Cong Yu, Kristy Seidel, Richard A. Nash, H. Joachim Deeg, Brenda M. Sandmaier, Alexander Barsoukov, Erlinda Santos, and Rainer Storb

From the Clinical and Public Health Sciences Divisions of the Fred Hutchinson Cancer Research Center, Seattle, WA; and the University of Washington, Seattle, WA.

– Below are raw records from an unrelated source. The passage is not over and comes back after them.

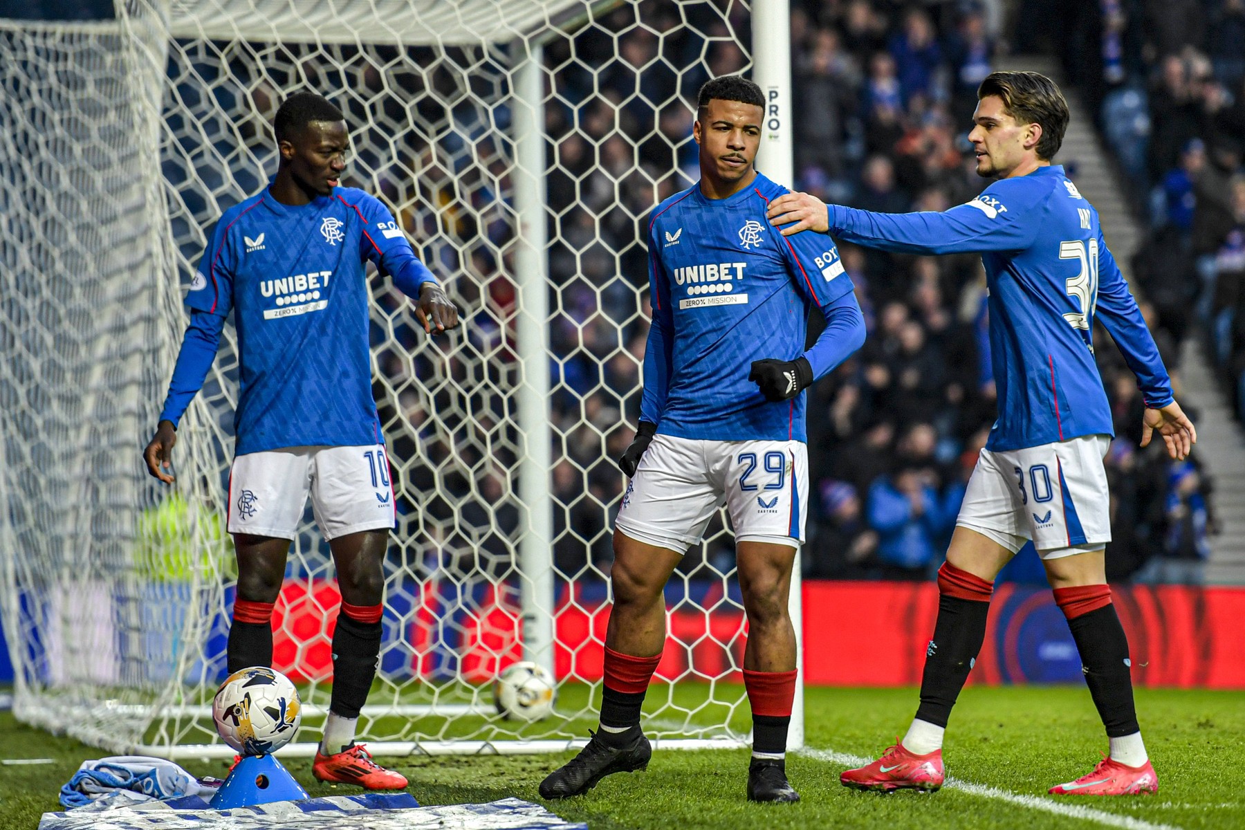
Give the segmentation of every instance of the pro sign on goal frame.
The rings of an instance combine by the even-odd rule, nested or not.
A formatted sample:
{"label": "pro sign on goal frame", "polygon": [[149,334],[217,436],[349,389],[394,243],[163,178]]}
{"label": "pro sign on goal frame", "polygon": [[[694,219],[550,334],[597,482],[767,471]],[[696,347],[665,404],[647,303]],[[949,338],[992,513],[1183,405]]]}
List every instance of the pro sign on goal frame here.
{"label": "pro sign on goal frame", "polygon": [[[115,753],[233,753],[209,717],[233,604],[232,326],[179,424],[174,488],[139,450],[205,234],[275,170],[273,112],[311,88],[346,113],[347,183],[393,210],[464,316],[428,338],[371,275],[398,526],[361,737],[377,755],[581,744],[624,485],[611,459],[637,413],[642,223],[695,179],[711,75],[751,66],[768,98],[758,167],[792,182],[786,0],[118,0],[116,21],[6,21],[0,39],[16,148],[0,158],[0,613],[17,717]],[[667,591],[644,720],[659,747],[747,743],[732,576],[720,519]],[[284,755],[315,752],[335,591],[308,516],[274,667],[311,732]],[[797,637],[799,595],[797,564]],[[517,660],[558,677],[554,717],[493,709],[489,681]]]}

Mycophenolate mofetil (MMF) was evaluated either alone or combined with cyclosporine (CSP) for preventing graft-versus-host disease (GVHD) in dogs given 9.2 Gy total body irradiation and DLA-nonidentical unrelated marrow grafts. Marrow autograft studies showed gut toxicity as limiting MMF side effects. Four groups were studied for GVHD prevention: six dogs in group 1 received MMF 10 mg/kg twice daily subcutaneously (SC) on days 0 to 27. They died between 8 to 28 days from infection or GVHD; survival was better than that of 72 controls given no immunosuppression (P = .04), but not different from 19 dogs given CSP. Four dogs in group 2 received MMF as described, along with CSP at 10 to 15 mg/kg twice daily on days 0 to 27. They died at 6 to 98 days from CSP-associated toxicity, weight loss, or infection. Nine dogs in group 3 received MMF SC twice daily 6 mg/kg/d for 3 days, followed by 10 mg/kg twice daily until day 27, along with CSP as described; four died between 7 to 106 days with intussusception, infection, or GVHD, and five became long-term survivors. Six dogs in group 4 received shortened MMF (21 days) and reduced doses of CSP given through day 100. Three died with GVHD or infection between days 38 to 119, and three became long-term survivors. Results support the notion of synergism between MMF and CSP, as evidenced by stable graft-host tolerance in greater than 50% of dogs.

Blood, Vol. 91 No. 7 (April 1), 1998: pp. 2581-2587
© 1998 by The American Society of Hematology.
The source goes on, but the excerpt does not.